Karenna Gore, director of the Center for Earth Ethics at Union Theological Seminary, will moderate. The respondents are Sarah Sayeed, senior advisor in the Community Affairs Unit of the Mayor’s Office of New York City, and Ruth W. Messinger, president of American Jewish World Service (AJWS), the world’s leading Jewish organization working to end poverty and realize human rights in the developing world.

Admission is free, but reservations are required. Please arrive 15 minutes early and bring photo ID.

This event will be livestreamed, at no charge, beginning at 7:00 p.m. JTS invites synagogues and other Jewish communal organizations to hold a public screening of this outstanding program.

Jim Yong Kim, MD, PhD, is the 12th president of the World Bank Group. Soon after he assumed his position, the organization established goals to end extreme poverty by 2030 and to boost shared prosperity for the bottom 40 percent of the population in developing countries.
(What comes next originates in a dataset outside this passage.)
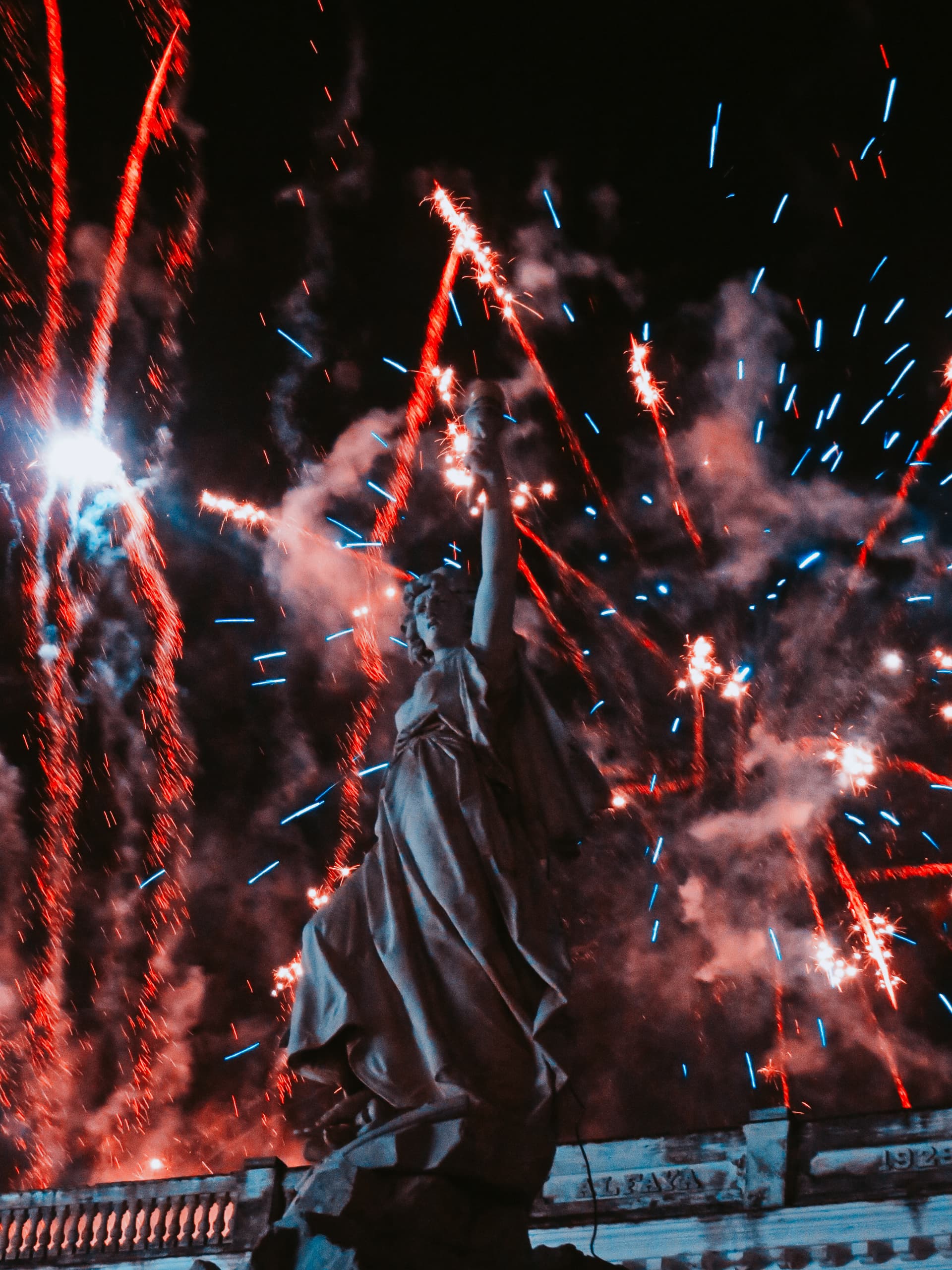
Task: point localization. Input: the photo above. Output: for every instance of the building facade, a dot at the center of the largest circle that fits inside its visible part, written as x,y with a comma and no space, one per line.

Before joining the World Bank Group, Kim, a physician and anthropologist, served as president of Dartmouth College and held professorships at Harvard Medical School and the Harvard School of Public Health. In 1987, Kim cofounded Partners in Health, a nonprofit medical organization now working in poor communities on four continents.

The lecture is cosponsored by JTS’s Milstein Center for Interreligious Dialogue, Union Theological Seminary, and the Riverside Church.